On the option to create the application group is fantastic this will help in avoiding multiple FOG images. I have never tried that, do we have any reference document on how to build the application and group.
Also, any thoughts on taking the user backup via Fog, Fog takes the image-level backup (Not recommended ,it will need lot of space), but can we do any customization which will help to take the folder level backup only and restore it back after imaging, I understand at this stage its too much for Fog, but just a thought on the backup
Please let know your inputs and suggestions, that will guide us to take the right decision. My Company leadership is proposing on SCCM with AzureIntune -
@Suhel I sent an answer yesterday but due to a server issue we had unfortunately my answer is lost. Are you still around and wondering about the same questions? I might find some time to answer today or tomorrow.
-
@MichMurray I cannot honestly tell if you’re trying to sell a different product or genuinely want to help the use in regards to vpn.

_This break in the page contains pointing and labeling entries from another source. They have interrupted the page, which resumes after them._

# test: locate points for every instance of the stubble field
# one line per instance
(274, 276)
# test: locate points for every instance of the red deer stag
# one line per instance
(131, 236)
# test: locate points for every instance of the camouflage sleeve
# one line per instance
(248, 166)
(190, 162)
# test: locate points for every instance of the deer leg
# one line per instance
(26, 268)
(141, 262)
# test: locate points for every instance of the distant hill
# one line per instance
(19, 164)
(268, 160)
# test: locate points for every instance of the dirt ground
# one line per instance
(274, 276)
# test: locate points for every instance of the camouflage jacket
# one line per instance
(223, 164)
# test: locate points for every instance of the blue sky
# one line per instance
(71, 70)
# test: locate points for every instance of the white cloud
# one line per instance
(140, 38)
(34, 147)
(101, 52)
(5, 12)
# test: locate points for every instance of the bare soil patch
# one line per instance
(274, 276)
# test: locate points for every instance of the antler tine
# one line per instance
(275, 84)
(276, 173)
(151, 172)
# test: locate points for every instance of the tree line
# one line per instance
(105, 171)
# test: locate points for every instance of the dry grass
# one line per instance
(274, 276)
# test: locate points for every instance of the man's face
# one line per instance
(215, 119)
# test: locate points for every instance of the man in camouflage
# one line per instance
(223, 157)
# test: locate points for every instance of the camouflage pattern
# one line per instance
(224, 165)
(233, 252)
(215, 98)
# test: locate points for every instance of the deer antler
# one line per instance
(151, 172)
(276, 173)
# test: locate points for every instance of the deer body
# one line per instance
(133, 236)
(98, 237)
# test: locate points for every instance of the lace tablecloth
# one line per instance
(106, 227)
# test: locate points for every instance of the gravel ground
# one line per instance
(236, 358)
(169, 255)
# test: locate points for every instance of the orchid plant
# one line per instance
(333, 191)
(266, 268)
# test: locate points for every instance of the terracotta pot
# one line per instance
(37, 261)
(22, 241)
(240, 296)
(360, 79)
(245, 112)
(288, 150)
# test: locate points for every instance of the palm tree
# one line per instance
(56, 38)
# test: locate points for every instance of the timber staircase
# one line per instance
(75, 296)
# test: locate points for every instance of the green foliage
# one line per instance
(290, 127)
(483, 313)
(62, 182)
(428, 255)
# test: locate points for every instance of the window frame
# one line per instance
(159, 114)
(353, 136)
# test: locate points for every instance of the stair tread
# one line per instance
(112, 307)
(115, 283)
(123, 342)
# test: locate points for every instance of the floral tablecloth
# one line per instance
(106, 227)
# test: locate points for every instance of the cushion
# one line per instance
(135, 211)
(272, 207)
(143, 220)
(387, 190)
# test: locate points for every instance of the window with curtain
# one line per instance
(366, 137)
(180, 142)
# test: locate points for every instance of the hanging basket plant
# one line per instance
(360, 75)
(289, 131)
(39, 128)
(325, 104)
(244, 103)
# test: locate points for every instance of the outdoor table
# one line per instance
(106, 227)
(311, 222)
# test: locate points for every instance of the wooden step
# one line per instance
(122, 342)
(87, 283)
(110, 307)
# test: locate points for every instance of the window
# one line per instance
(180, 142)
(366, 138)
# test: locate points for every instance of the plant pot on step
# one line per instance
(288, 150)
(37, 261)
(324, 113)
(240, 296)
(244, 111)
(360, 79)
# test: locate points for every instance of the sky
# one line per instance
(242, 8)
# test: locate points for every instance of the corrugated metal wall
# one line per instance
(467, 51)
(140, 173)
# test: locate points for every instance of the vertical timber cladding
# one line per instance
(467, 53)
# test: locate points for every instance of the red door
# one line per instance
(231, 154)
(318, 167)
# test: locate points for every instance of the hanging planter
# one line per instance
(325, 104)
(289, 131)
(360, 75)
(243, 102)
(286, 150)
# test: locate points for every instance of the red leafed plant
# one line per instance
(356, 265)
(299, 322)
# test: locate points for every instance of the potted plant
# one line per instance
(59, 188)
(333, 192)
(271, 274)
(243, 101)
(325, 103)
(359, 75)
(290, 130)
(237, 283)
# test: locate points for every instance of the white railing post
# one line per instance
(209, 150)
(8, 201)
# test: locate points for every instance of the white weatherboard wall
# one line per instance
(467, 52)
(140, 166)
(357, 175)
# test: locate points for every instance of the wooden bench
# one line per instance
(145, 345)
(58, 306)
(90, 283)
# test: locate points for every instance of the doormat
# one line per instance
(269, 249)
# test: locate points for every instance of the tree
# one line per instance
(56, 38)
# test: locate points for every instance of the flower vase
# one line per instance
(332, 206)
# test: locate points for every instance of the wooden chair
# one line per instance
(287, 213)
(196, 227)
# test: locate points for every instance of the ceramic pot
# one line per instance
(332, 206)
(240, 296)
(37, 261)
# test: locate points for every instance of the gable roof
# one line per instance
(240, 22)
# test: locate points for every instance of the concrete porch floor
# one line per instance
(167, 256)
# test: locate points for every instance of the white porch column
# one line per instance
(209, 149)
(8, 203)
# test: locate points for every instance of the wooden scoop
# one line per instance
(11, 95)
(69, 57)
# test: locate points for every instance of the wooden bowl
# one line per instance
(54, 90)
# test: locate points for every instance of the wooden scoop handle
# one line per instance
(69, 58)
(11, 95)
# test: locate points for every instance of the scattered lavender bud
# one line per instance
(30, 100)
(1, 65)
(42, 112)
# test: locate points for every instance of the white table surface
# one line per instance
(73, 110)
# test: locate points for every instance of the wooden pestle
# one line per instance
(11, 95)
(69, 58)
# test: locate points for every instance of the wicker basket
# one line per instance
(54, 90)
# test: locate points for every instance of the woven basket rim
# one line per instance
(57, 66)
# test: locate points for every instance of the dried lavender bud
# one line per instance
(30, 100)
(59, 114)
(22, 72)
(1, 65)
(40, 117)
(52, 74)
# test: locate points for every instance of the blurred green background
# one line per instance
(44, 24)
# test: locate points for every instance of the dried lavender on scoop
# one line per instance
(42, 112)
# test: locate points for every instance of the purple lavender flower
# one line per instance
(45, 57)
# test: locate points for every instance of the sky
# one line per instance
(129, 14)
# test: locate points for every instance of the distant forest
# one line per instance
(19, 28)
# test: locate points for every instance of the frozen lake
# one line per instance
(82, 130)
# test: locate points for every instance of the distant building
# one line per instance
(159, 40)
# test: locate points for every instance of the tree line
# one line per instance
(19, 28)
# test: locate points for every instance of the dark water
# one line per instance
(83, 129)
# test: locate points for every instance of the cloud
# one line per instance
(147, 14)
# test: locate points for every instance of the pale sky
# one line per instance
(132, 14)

While fog uses different open source tools we use those tools for a specific reason. Adding vpn to the mix is a bit on the advanced side of things and would require a highly technical understanding of what one is doing from a security and bandwidth perspective.
We typically ban spam accounts and this feels like it is but also feels like it could be a genuine interest I. Assisting others.
Maybe that’s the point?
Sorry if I’m too harsh but you fit the bill in spammer ideology, by trying to spring back old posts with seemingly nice posts and the. The bait. Going to remove the link. Please be cautious moving forward.
-
@george1421 Hi George - My name is Michael and I came across this thread while doing research on imaging corporate laptops over the internet. I find myself in a similar situation as to the original posters predicament.
What ever became of this thread and to your knowledge did deployments ever take place?
Thanks
MIchael
-
@michael-steiner said in Windows 10 Imaging over low BW Internet/VPN:
What ever became of this thread and to your knowledge did deployments ever take place
I don’t know if this deployment ever took place. From my perspective the OP of this thread has two different issues.
- Imaging over a low bandwidth link
- Imaging over the internet.
For imaging over a low bandwidth link, the real solution with FOG is a mobile deployment server running on a raspberry pi.
For imaging over the internet, I’ve been thinking about this to test with openvpn. The FOS Linux client would run the openvpn client and on the FOG server the openvpn server. Then tunnel all of the communications over the openvpn link. The issue is remote pxe booting. That can’t/shouldn’t be done over the internet. But if we switch to USB booting on the remote end then it might be possible. There are still several hurdles to overcome doing this and I wonder if a different imaging solution would be a better choice like clonezilla on a usb device.